Я не плакал. Я спросил, изо всех сил стараясь подавить дрожь в голосе:
— Он очень на меня сердится?
— Сердится? — вскричала мать и так стремительно выпрямилась, что планшетки затрещали снова. — Сердится на тебя? Мы? Но не папа же! С чего ты взял?
Я молчал, и она продолжала, словно про себя:
— Да вовсе не сердится. Откуда это ты взял?
— Ну, тогда все в порядке, — сказал я и снова сел.
Валли переменила тарелки.
— Напротив. Мы рады, что ты опять с нами. Просто он считал, что твое пребывание в пансионе обходится ему слишком дорого. — И мать рассмеялась. Она, очевидно, не понимала, что между мной и отцом произошло нечто ужасное. После ужина я еще раз пошел в детскую. Ребенок тихо шевелился и плакал. Я встревожился, но мать рассмеялась воркующим смехом.
— Она просто хочет ужинать, и я принесла ей покушать. Подожди-ка минутку, Юдифь, — обратилась она к сестренке, — сейчас я приду к тебе.
Она стала рядом со мной и преклонила колени на старом коврике у своей постели. На ночном столике в зеленой лампадке горел, плавая в масле, фитиль. Ноги спасителя, проткнутые гвоздями, белели на черном тусклом дереве. Мы смотрели на них и молились. Потом мать наскоро перекрестила меня и подтолкнула к двери, но тотчас же вышла следом за мной и, быстро поцеловав меня, прошептала:
— Только веди себя ночью очень, очень тихо, у папы чуткий сон. Ты не храпишь ведь? Нет, он не рассердится, тут ничего не поделаешь.
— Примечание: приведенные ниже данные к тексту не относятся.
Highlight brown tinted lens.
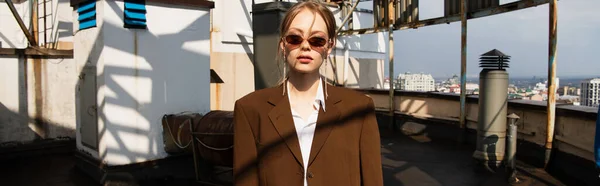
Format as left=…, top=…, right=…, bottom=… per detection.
left=285, top=35, right=303, bottom=45
left=308, top=37, right=327, bottom=47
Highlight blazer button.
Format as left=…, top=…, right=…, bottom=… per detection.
left=307, top=172, right=314, bottom=178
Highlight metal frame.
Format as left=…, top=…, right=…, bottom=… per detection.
left=335, top=0, right=557, bottom=166
left=2, top=0, right=73, bottom=58
left=339, top=0, right=550, bottom=35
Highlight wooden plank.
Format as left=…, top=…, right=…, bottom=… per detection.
left=0, top=47, right=74, bottom=58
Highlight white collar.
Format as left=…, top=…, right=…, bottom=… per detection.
left=315, top=77, right=326, bottom=112
left=286, top=77, right=326, bottom=112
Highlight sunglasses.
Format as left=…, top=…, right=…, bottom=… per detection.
left=284, top=34, right=329, bottom=49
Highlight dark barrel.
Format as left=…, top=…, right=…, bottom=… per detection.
left=162, top=113, right=202, bottom=154
left=193, top=111, right=234, bottom=167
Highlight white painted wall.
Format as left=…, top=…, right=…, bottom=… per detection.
left=212, top=0, right=253, bottom=54
left=0, top=0, right=72, bottom=48
left=96, top=1, right=211, bottom=165
left=73, top=0, right=104, bottom=159
left=41, top=0, right=74, bottom=44
left=1, top=0, right=77, bottom=144
left=0, top=2, right=30, bottom=141
left=0, top=56, right=34, bottom=142
left=0, top=1, right=30, bottom=48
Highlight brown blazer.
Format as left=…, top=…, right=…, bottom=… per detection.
left=233, top=81, right=383, bottom=186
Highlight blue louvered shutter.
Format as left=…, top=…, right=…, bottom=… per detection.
left=124, top=0, right=147, bottom=29
left=78, top=0, right=96, bottom=30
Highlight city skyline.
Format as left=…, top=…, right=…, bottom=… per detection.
left=380, top=0, right=599, bottom=78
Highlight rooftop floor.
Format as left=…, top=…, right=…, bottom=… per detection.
left=0, top=114, right=567, bottom=186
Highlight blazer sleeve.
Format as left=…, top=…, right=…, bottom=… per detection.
left=233, top=100, right=259, bottom=186
left=360, top=98, right=384, bottom=186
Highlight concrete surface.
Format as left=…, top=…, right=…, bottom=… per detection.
left=0, top=115, right=568, bottom=186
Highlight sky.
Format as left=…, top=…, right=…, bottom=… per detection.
left=374, top=0, right=600, bottom=79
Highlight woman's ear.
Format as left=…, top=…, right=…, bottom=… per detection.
left=327, top=39, right=336, bottom=54
left=279, top=41, right=286, bottom=54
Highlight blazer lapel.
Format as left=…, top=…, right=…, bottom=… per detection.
left=308, top=83, right=341, bottom=167
left=267, top=86, right=304, bottom=167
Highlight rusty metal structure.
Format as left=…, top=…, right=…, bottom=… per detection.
left=328, top=0, right=558, bottom=167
Он извинит тебя, разумеется. А вот кое-что другое, между нами… Он не любит, когда ночью встают. Поэтому сделай все сейчас. Я тоже себя приучила и теперь очень ему благодарна. Я не встаю и не бужу моего ребенка.
Я понял. Впрочем, у меня никогда не было привычки вставать ночью по своим надобностям.
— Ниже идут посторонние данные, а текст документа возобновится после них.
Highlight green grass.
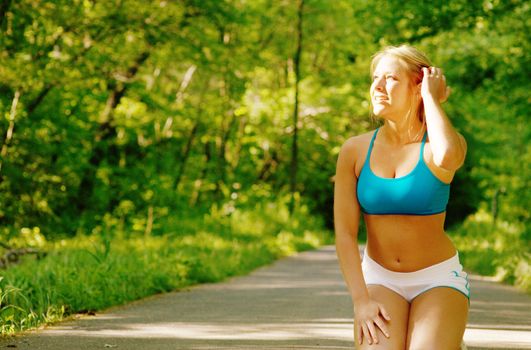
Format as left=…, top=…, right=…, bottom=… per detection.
left=0, top=199, right=333, bottom=336
left=448, top=208, right=530, bottom=293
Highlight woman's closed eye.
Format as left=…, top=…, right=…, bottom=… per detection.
left=373, top=75, right=397, bottom=81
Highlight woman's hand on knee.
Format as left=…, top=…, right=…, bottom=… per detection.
left=354, top=298, right=391, bottom=345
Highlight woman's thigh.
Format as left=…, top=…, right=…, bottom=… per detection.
left=406, top=287, right=469, bottom=350
left=355, top=285, right=410, bottom=350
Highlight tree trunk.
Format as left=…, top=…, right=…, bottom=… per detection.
left=214, top=110, right=237, bottom=200
left=76, top=51, right=150, bottom=212
left=0, top=90, right=20, bottom=178
left=0, top=0, right=12, bottom=29
left=173, top=77, right=209, bottom=192
left=144, top=205, right=154, bottom=237
left=27, top=83, right=54, bottom=115
left=289, top=0, right=304, bottom=215
left=257, top=148, right=279, bottom=182
left=173, top=121, right=198, bottom=192
left=229, top=114, right=247, bottom=176
left=189, top=141, right=212, bottom=207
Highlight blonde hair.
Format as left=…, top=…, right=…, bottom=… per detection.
left=369, top=44, right=432, bottom=141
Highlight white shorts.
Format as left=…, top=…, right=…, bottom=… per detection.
left=361, top=250, right=470, bottom=303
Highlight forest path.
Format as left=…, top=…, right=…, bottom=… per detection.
left=1, top=245, right=530, bottom=350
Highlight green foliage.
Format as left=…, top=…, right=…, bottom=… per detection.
left=0, top=0, right=527, bottom=231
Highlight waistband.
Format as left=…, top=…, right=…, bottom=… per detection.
left=362, top=250, right=461, bottom=281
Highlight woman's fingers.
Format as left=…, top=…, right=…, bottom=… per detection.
left=440, top=86, right=451, bottom=103
left=356, top=323, right=362, bottom=345
left=427, top=66, right=444, bottom=77
left=354, top=302, right=393, bottom=345
left=422, top=66, right=450, bottom=102
left=367, top=321, right=379, bottom=344
left=361, top=323, right=369, bottom=345
left=357, top=314, right=391, bottom=345
left=373, top=317, right=390, bottom=338
left=379, top=304, right=391, bottom=321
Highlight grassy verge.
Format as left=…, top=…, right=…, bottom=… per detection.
left=449, top=209, right=530, bottom=293
left=0, top=199, right=334, bottom=336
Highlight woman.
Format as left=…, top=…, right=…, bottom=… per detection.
left=334, top=44, right=470, bottom=350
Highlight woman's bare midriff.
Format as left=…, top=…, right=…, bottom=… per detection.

— Только не сердись, — сказала мать, заметив, что я помрачнел. — Я желаю тебе добра, я хочу, чтобы мы все непременно жили в мире. Так, ну дай я тебя еще раз поцелую. Спокойной ночи, приятных снов.
Я повернулся и вошел на цыпочках в спальню родителей. Рядом с кроватью отца я увидел свою кровать, казавшуюся очень маленькой; моя старая тумбочка стояла тут же.
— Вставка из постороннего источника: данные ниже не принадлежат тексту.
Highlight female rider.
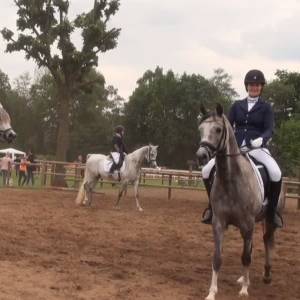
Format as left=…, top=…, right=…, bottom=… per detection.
left=201, top=69, right=283, bottom=228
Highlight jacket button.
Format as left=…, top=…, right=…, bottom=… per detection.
left=244, top=129, right=247, bottom=132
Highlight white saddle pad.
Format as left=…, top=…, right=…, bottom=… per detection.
left=103, top=152, right=126, bottom=173
left=247, top=154, right=266, bottom=205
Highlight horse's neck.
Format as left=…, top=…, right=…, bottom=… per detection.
left=215, top=118, right=245, bottom=178
left=127, top=146, right=148, bottom=169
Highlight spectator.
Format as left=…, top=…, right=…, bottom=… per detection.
left=1, top=152, right=12, bottom=186
left=14, top=155, right=21, bottom=177
left=18, top=155, right=27, bottom=186
left=26, top=150, right=36, bottom=186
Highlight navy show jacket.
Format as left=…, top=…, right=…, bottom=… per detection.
left=228, top=97, right=274, bottom=148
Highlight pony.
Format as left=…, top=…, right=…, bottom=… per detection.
left=196, top=104, right=283, bottom=300
left=75, top=145, right=159, bottom=211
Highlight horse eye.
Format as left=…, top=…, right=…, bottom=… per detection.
left=216, top=127, right=222, bottom=134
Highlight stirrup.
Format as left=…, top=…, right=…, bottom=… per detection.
left=201, top=207, right=212, bottom=224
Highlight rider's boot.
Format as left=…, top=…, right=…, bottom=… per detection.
left=266, top=179, right=283, bottom=228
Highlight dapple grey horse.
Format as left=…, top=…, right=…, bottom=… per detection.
left=196, top=104, right=283, bottom=300
left=75, top=145, right=159, bottom=211
left=0, top=103, right=16, bottom=143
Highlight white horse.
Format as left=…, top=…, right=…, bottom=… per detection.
left=0, top=103, right=16, bottom=143
left=75, top=145, right=159, bottom=211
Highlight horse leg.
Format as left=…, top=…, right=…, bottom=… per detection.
left=206, top=222, right=224, bottom=300
left=237, top=229, right=253, bottom=297
left=134, top=179, right=143, bottom=212
left=115, top=182, right=126, bottom=209
left=84, top=178, right=97, bottom=206
left=263, top=221, right=275, bottom=284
Я помрачнел только из-за слов матери: «Я не бужу моего ребенка», — ведь при этом она думала только о своей Юдифи.
Я разделся и лег в постель. Мои старые подушки и тюфяки были все-таки великолепны. Не знаю, скоро ли я проснулся или нет. Надо мной стоял отец и смотрел на меня со своей неопределенной улыбкой, которая не сулит ни доброго, ни злого. Потом он нагнулся, поцеловал меня в щеку и начал тереться о нее своим небритым, поросшим жесткой щетиной лицом. Мне было больно, но это была чудесная боль, потому что она исходила от него, и я ясно видел, что он смеется.
— Ну, вот, хорошо, что ты снова дома. Спи теперь. Завтра поговорим на досуге. Ты ведь привез мой роскошный чемодан?
— Разумеется, — сказал я, счастливый, что слышу его голос. Он выпрямился, я увидел прямой пробор в его прекрасных темно-русых волосах.
— А как тебе понравилась Юдифь? Ты гордишься такой красивой сестричкой?
Сестра моя была действительно красива, но это я понял только утром. В эту ночь я заснул спокойный и счастливый. Я простил отцу его письмо, которое доставило мне столько горя. Я забыл, что он принудил меня нарушить обет, который я дал в часовне, я забыл даже, что он не подписал своего жестокого письма.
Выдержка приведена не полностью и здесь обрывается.